I have been reading about Puiseux series in the context of the Newton–Puiseux algorithm for resolution of singularities of algebraic curves in $\mathbb{C}^2$. Given a curve $f(x,y)=0$ with $f$ a convergent power series and such that the curve has a singularity at the origin, the algorithm produces convergent Puiseux series $\varphi_1, \dotsc, \varphi_m$ verifying $f(x,y) = (y-\varphi_1(x))\dotsm(y-\varphi_m(x))$.

All of the books I have consulted start by constructing the Puiseux series as a formal power series and then invoking the Implicit Function Theorem to show that there exist analytic solutions to the problem, and therefore the constructed series must be convergent (in a small enough neighbourhood of the origin). Then they continue by studying the properties of the singularity using $\varphi_1, \dotsc, \varphi_m$ as parametrizations of the curve.

Here is where I have a problem. Say for instance that one of the resulting Puiseux series is $\varphi_1(x) = x^{3/2} + x^{7/4}$. This is not a well-defined complex function, is it? For $x=1$ we could have $x^{3/2}$ equal to $1$ or $-1$, and $x^{7/4}$ equal to $\pm1$ or $\pm i$, so there are eight different determinations of this particular Puiseux series. In general, if the Puiseux series has infinitely many terms, there would be infinitely many determinations.

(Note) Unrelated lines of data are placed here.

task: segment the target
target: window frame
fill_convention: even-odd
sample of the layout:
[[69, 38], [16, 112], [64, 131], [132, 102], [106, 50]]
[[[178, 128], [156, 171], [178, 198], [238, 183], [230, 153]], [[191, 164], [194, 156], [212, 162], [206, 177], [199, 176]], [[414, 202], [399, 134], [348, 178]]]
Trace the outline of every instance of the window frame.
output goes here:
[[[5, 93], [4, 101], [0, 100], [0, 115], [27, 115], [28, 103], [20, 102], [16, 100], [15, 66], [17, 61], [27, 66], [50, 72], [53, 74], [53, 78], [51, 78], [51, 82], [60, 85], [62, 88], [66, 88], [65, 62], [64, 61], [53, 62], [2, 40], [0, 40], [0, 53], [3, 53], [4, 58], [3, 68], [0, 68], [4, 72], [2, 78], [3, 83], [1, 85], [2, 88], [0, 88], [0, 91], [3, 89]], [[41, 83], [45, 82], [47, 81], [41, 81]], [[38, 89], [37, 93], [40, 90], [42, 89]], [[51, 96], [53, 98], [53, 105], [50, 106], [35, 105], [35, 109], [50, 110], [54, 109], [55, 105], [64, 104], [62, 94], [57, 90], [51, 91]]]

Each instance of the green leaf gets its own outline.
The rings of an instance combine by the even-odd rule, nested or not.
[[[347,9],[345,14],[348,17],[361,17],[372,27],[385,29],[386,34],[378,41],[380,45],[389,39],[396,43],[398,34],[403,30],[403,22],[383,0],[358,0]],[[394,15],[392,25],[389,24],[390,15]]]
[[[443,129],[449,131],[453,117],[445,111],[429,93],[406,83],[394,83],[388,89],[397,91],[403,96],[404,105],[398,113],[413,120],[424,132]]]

As far as I understand, only one of these determinations of $\varphi_1$ is the actual function you want to consider, which is the function that the Implicit Function Theorem gives you — but because of the nature of the proof, you can't really know which one it is! It is not clear to me how do these books account for this problem, but their treatment of the series is as if they were well-defined functions (see for instance Brieskorn–Knörrer).